Las luces de neón de Clarosol titilaban y se colaban en los ojos de Marisa.
Ella miraba a Rubén, perdida, como si en su mirada se hubieran colado destellos de estrellas.
Esos destellos, dispersos, parecían caer y perderse en los ojos de Rubén, tan amplios como una galaxia. Con voz lenta, Marisa murmuró:
—Perdóname, fui yo quien no cumplió lo que prometí.
Pero, en aquel momento, ¿cómo podía enfrentar esa situación sin querer salir huyendo?
Después de enterarse del malentendido entre Rubén y Margarita, ¿no era su deber ser comprensiva y dejar que aclararan las cosas?
Todas esas ideas daban vueltas en su mente, pero no las pronunció.
Rubén, ebrio, tampoco parecía tener la claridad suficiente para entenderlas.
Decirlo sería como hablarle a la pared.
Rubén no apartó la mirada del rostro de Marisa. Las luces nocturnas caían sobre ella, dibujando sombras en su perfil.
Con una mezcla de tristeza y terquedad, alzó la mano y le tomó la cara entre las palmas.
—No quiero que me pidas perdón —soltó, con voz irritada—. Quiero que nunca más digas ese tipo de cosas.
Rubén parecía un niño molesto. Esos labios, normalmente tan seductores, ahora estaban fruncidos en un puchero, y sus ojos, llenos de estrellas, no dejaban de mirarla ni un segundo.
Marisa sintió un ligero temblor por dentro.
No entendía bien de dónde venía ese nerviosismo.
Sin pensarlo, bajó la cabeza y, como si calmara a un niño, le prometió:
—Está bien, no volveré a decir esas cosas.
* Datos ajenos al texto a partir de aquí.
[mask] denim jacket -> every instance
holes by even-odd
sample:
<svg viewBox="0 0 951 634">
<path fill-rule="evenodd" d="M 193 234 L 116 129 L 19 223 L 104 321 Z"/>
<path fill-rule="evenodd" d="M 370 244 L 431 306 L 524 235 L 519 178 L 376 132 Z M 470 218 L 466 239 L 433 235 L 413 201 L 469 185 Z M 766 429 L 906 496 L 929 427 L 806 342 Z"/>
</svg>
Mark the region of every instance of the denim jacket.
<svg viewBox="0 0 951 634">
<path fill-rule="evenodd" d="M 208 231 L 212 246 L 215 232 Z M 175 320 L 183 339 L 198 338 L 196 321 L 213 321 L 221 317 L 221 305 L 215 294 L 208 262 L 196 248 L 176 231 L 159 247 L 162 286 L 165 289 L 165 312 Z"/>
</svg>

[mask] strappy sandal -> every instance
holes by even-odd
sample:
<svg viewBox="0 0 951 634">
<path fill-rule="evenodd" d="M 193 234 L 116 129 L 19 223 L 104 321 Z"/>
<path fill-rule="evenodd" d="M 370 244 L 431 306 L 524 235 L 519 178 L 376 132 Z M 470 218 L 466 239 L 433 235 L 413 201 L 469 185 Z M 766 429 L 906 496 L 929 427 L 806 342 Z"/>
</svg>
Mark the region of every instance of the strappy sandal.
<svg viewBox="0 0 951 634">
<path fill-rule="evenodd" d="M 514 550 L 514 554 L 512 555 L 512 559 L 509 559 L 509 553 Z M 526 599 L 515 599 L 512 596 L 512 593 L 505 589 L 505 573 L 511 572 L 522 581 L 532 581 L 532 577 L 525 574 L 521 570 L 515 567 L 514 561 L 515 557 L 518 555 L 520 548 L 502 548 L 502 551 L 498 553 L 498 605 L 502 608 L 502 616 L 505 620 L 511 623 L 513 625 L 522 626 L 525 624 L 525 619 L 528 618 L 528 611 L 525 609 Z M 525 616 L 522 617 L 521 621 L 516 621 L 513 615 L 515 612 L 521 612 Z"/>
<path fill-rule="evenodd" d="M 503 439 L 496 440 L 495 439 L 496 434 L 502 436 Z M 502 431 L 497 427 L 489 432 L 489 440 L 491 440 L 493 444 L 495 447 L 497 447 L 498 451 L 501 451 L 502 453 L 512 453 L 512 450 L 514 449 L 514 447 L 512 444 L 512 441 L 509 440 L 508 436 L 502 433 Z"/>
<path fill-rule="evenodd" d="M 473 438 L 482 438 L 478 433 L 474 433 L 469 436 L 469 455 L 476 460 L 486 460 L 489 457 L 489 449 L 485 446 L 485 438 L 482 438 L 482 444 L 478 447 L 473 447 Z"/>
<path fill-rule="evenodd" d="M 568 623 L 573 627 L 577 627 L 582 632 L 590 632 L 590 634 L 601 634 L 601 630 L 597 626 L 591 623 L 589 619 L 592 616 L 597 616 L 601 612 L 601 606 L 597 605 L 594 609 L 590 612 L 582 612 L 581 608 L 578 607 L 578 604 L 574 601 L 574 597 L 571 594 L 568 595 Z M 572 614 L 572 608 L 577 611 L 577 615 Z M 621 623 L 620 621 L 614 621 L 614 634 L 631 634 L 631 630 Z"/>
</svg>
Apenas terminó de hablar, una sonrisa le iluminó el rostro a Rubén.
Definitivamente se le había pasado el trago.
Marisa nunca lo había visto así.
Esa cara, siempre tan elegante y distante, ahora mostraba un rubor leve y una expresión completamente infantil.
Sin querer, algo dentro de Marisa se ablandó.
Como si su corazón fuera agua que se derrite en otoño.
...
El carro avanzó sin problemas hasta llegar al patio de la familia Olmo.